The irony is that what appears to block our way to the kingdom of God makes the very pathway to the wholeness God intends for us. Greed, war, guilt, shame show us the need for generosity, peace, forgiveness and respect. The pain of remorse leads to wholeness. In Advent we focus on hope, peace, joy and love, for we know the world and we ourselves can be tempted to believe that despair, strife, sorrow, and hatred are normal and even to be expected.
Where are the places in your own life and in the life of this church where you feel remorseful? With whom do you feel juxtaposed, like polar opposites, oil and water, day and night, where there is unresolved tension and the need for reconciliation? What do you do to cope with pain or to avoid it altogether?
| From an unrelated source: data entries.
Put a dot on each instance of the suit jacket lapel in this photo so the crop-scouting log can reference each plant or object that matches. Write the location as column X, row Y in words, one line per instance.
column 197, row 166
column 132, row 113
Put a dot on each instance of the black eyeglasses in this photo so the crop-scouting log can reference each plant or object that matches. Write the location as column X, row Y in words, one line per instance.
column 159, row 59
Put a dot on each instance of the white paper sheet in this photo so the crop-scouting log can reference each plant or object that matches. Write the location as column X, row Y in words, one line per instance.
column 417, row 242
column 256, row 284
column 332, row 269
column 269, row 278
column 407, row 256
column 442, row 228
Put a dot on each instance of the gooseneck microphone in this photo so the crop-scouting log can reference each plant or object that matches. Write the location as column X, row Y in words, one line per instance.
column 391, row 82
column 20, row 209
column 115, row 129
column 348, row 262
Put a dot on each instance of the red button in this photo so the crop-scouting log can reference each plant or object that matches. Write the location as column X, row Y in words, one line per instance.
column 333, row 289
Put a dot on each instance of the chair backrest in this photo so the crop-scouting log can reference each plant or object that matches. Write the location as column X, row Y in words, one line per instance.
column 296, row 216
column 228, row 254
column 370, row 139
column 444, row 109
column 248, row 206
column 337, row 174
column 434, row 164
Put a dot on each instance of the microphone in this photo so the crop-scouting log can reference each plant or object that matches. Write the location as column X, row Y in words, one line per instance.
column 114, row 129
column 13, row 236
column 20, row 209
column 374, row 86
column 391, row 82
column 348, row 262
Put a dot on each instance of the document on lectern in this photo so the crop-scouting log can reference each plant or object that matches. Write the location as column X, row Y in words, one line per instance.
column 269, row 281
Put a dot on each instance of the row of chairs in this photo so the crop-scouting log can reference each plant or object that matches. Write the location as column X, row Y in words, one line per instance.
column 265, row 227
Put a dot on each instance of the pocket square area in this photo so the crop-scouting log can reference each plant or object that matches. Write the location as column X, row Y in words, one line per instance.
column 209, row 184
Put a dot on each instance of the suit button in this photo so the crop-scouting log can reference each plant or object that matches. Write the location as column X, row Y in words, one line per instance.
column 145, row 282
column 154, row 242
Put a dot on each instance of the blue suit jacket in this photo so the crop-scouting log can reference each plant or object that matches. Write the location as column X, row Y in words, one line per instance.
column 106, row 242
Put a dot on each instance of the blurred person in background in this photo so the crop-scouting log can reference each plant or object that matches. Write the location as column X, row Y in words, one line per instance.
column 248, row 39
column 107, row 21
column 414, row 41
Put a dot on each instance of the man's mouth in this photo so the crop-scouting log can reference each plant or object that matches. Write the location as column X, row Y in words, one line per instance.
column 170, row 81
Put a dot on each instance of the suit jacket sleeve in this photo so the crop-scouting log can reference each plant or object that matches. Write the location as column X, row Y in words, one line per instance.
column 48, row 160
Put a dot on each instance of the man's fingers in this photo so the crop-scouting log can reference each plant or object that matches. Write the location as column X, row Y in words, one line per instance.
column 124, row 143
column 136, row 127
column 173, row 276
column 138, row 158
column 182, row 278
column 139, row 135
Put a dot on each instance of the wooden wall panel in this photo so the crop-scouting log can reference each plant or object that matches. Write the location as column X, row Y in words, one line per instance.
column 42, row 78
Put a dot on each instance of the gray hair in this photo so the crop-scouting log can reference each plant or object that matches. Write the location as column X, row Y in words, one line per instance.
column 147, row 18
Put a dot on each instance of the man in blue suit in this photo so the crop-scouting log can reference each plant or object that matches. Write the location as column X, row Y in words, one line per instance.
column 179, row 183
How have guilt and shame paralyzed and wounded you in your life and in your life together as the Body of Christ? In what areas of your life and your life as a congregation have you come to expect the worst? What is it that you really hope for?
What would this church, this world, what would you look like if none would hurt nor destroy anymore, if the need for remorse was no more? As God’s Advent rearranges us and puts us with people and situations that seem like natural enemies, like polar opposites, let us watch for the unexpected, for God’s surprising love to lead us to healing and to wholeness. Amen.